Structural deviation of hydrogenated graphene and multi-layer graphene under high pressure

Abstract

Graphene, a layer of graphite, has marvelous properties that can enhance the performance of its composite materials. To broaden the capability of its applications, the adatoms are introduced onto graphene to create such distinguish property. Hydrogenated graphene is a hydrogen deposition on graphene forming sp3-hybridization between carbon and hydrogen atoms and deviating the structure of graphene. Partial hydrogenation induces the energy gap and the magnetization of graphene which opens the door to many applications, e.g. semiconducting and spintronic devices. The properties of hydrogenated graphene can be tuned by either plasma bombarding or thermal annealing to raise or reduce, respectively, the number of hydrogen atoms on a graphene surface. Therefore, the hydrogen concentration plays a central role in tunable properties and phase stability of hydrogenated graphene. In this thesis, we studied the phase stability and the phase transition pathway of hydrogenated single-layer graphene and hydrogenated bilayer graphene on theoretical and experimental bases.
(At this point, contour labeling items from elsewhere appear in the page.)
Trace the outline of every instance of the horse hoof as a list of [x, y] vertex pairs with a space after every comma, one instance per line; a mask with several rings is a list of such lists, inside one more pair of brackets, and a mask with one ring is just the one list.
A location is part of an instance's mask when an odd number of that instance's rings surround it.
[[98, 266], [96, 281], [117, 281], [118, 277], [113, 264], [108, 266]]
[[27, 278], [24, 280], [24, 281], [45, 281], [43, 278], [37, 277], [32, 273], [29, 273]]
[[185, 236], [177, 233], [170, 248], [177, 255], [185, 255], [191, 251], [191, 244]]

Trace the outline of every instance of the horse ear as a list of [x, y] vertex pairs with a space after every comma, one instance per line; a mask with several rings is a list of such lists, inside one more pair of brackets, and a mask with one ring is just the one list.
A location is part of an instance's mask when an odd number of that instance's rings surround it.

In the theoretical part, the formation energies of the hydrogenated graphenes with various hydrogen concentrations were obtained using density functional theory (DFT). The phase stabilities are portrayed by the convex hull which is based on the thermodynamic principle. Most of the phases in this study are not energetically favorable, while some of the phases can be stabilized by compressive strain. However, many of them are still dynamically stable. The vibrational analysis was performed to show the fingerprint of possible Raman and infrared (IR) spectrum for guiding the experiment. In the experimental part, the highly hydrogenated graphene was synthesized using laser-heating at high pressure. As a result, the hydrogenation could occur more when the sample was compressed at a higher pressure in the hydrogen environment presenting the hydrogenation pathway toward fully hydrogenated graphene. We also model the possible slippery of graphene from its substrate and show the possible hole-doping of hydrogenated graphene at high pressure.